On 21/06/13 16:44, Roger Leigh wrote:
On Fri, Jun 21, 2013 at 04:06:04PM +0100, Alan Chandler wrote:
When I attempt to power off the machine (either logging out of gnome3, or via 
shutdown now typed in at a terminal)
the system goes through the shutdown sequence (it does seem to pause after 
telling all processes to terminate and
then reports that some processes are still running). It finally reports it is 
about to power off.

But the computer then restarts and reboots.

If I load up Debian Wheezy and shut that down, the computer powers off properly.
I don't think this is a change in sysvinit/initscripts.  There have
been no significant changes made since the wheezy release.
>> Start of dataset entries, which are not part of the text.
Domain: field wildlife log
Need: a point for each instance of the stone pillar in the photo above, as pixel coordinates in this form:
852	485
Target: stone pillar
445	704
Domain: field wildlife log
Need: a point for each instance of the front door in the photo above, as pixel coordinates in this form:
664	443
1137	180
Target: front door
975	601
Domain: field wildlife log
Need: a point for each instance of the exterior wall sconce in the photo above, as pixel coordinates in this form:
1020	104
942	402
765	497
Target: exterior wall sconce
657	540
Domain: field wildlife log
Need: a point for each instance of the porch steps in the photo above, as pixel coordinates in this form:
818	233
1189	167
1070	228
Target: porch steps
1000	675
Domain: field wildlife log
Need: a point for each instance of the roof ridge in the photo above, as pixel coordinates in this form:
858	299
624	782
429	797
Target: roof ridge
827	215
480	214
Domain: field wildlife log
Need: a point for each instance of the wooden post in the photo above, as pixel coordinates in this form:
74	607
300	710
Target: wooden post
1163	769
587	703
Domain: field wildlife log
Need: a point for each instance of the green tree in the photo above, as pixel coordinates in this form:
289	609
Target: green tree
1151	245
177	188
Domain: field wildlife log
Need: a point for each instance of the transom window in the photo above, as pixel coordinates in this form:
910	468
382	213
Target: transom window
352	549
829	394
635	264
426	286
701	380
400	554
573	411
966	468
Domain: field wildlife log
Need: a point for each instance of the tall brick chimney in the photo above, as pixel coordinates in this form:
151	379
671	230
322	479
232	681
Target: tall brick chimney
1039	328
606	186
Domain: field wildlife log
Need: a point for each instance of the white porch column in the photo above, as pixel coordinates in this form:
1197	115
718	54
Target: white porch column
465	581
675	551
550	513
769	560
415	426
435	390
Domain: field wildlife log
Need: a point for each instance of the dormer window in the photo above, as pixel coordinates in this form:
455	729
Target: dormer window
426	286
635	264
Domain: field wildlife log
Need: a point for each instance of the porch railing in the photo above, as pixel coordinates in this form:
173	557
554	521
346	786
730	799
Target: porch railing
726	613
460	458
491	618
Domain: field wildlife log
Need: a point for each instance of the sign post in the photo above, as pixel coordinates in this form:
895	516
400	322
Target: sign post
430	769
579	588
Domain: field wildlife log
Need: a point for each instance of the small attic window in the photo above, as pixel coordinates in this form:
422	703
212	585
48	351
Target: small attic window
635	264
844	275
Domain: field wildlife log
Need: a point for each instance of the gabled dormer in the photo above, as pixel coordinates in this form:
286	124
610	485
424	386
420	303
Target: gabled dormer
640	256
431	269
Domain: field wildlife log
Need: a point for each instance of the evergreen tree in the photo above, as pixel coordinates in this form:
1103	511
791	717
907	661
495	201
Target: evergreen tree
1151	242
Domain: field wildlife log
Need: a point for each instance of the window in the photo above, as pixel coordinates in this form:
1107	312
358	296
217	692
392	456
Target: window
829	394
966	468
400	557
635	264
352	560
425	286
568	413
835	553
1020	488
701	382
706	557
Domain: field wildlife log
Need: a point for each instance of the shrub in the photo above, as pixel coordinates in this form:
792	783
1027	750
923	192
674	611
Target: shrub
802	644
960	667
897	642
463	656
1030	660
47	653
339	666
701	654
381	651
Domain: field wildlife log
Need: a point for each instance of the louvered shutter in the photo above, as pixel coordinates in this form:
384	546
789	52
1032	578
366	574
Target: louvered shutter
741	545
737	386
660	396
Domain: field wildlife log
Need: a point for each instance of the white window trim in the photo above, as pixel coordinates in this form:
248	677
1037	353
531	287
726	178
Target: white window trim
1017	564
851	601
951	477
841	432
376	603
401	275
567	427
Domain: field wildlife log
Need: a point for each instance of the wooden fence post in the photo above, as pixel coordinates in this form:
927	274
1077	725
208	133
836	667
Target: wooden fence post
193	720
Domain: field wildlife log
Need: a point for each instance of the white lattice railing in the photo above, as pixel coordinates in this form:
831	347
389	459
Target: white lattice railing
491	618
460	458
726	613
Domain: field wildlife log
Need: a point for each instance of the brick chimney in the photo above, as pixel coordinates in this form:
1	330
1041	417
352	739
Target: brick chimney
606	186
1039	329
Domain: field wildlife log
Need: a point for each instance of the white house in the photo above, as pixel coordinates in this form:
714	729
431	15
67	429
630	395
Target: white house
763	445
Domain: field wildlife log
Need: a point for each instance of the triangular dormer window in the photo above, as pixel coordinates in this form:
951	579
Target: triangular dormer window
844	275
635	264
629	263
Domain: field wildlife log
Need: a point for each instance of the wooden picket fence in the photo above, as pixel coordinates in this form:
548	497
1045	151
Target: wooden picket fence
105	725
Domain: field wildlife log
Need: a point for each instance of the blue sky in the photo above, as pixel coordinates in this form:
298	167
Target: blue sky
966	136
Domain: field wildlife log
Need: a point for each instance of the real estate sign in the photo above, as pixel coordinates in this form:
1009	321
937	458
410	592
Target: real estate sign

Could you possibly try booting with the wheezy kernel and then trying
to reboot?  This will identify whether it's due to a change in the
kernel or something in userspace.
I am not sure precisely what you want me to do.  I tried the following

SID (with kernel 3.9.1) installed on /dev/sda1 (an SSD)
Wheezy (with kernel (3.2.0) on /dev/sdb1 (Sata Hard Drive)
I'd like you to install the wheezy kernel on the sid system, and
then start the system using this kernel (should be selectable
using GRUB), and then see if rebooting works.  This will tell us
if the sid kernel is at fault here.

You are correct - its the kernel. I installed the 3.2.0-4 kernel from wheezy into my sid system and booted from it and it shuts down perfectly (presumably using the same sysvinit scripts.)

Just one potential proviso. I run virtual box and then makes a kernel module which is installed into 3.9.0. However it failed to find the correct dkms.conf file and failed to build and install this module into the older kernel.

I suspect I would need to take more time to try that out. However, although I have lived with SID and its issues for many years now, I am currently doing paid work (that is what Virtual Box is for - I am booting into Windows) which requires a somewhat more reliable platform. When wheezy was first released I had frequent problems with gnome-shell/X locking up solid - but this recent attempt to try to boot into wheezy has shown me that there is some upgrades which look like they address this issue. So I am likely to move away from Sid this weekend and install Wheezy permanently on my SSD.